Thread safety
ndryden opened this issue · 2 comments
ndryden commented
Aluminum currently does not provide a documented thread-safety guarantee. In practice, different backends implicitly provide different safety guarantees. I believe the main bottleneck is with the progress engine, which currently uses a single-producer/single-consumer queue.
We should:
- Provide an explicit, documented standard for thread safety. I propose that, for performance reasons, we allow this to be chosen at compile-time to be either:
- Multiple threads can simultaneously submit communication operations. If the operations are on the same communicator or compute stream, the ordering must be provided by the user.
- Only a single thread submits communication at a time. (We can allow this to be different threads/etc.-- it is up to the user to synchronize.)
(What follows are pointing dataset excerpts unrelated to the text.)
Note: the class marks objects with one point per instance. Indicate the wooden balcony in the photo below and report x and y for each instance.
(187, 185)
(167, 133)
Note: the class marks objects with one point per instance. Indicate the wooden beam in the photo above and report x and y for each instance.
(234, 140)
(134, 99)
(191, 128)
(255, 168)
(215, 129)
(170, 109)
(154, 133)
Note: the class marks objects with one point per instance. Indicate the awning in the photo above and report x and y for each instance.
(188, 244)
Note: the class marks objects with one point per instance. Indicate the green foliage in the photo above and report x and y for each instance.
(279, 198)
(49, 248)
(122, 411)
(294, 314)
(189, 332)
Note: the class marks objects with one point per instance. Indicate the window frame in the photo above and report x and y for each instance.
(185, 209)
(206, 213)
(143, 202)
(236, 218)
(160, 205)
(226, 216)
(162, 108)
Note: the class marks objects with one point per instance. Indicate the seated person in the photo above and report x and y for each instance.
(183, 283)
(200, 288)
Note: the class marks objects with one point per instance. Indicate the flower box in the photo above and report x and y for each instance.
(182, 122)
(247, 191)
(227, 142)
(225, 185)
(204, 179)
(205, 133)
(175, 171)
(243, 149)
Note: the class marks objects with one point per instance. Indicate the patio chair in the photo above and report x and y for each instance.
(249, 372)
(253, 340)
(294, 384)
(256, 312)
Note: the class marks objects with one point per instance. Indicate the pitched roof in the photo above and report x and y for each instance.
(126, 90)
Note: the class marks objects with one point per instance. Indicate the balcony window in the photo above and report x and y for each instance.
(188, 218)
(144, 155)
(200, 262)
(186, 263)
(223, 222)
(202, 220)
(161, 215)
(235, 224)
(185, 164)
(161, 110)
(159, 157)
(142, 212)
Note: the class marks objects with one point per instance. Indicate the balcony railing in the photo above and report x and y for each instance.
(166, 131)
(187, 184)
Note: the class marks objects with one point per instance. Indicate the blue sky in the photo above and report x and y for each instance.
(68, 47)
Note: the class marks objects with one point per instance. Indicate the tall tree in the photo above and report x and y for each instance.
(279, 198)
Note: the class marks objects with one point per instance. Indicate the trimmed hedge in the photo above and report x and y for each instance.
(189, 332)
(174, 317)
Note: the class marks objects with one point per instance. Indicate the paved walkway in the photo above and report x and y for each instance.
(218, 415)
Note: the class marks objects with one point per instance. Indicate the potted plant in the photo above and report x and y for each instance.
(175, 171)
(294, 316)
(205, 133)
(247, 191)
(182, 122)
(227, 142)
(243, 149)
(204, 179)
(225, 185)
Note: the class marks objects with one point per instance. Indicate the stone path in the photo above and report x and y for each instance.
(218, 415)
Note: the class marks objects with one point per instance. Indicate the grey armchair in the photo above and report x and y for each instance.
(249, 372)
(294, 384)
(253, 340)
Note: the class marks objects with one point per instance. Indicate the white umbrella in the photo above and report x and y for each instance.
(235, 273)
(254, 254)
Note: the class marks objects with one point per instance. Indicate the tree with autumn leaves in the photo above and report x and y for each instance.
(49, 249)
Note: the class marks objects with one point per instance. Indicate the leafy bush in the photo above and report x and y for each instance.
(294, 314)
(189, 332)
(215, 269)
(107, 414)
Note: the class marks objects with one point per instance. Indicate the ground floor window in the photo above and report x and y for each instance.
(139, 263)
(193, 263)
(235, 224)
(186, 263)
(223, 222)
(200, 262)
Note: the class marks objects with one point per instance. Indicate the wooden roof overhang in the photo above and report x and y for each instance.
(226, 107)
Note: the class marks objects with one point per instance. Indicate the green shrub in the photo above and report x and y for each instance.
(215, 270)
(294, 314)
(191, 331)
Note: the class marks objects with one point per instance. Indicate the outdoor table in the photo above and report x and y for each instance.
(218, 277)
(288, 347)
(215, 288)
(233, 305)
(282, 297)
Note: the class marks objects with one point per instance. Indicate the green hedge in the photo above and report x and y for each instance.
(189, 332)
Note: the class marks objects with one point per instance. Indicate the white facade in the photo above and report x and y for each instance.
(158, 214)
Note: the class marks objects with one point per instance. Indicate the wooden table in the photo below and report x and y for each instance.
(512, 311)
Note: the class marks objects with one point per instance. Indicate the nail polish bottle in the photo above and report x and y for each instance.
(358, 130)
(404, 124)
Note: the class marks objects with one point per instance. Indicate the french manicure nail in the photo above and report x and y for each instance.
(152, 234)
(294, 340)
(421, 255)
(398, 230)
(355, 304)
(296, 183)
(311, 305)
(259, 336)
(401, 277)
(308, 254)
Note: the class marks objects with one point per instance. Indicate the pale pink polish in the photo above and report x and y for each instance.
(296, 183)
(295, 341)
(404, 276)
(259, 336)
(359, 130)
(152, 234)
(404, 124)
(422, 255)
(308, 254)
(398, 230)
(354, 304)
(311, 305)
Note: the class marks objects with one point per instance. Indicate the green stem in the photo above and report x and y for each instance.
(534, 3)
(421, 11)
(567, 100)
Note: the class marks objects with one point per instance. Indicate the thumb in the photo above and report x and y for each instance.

- Implement the above. I believe the main task is to improve the queues the progress engine uses and ensure memory pools are thread-safe.
Things that are not necessarily thread-safe:
- Internal CUDA stuff. (See, e.g.,
NCCLRequest
). - Memory pools (depending on setting).
- Progress engine.
ndryden commented
Current testing indicates we are now thread-safe. 🎉
A number of PRs have contributed to this:
- #124 (support for serializing all MPI calls to one thread)
- #125 (thread-safety for CUDA resources)
- #126 (new memory pools)
- #127 (
AL_THREAD_MULTIPLE
) - #128 (testing with multiple threads)
- Bugfixes: #130, #135
I will note for posterity that we were previously seeing rare errors with multiple threads and the host-transfer backend. I am not currently seeing those.
Remaining todo is to update the docs.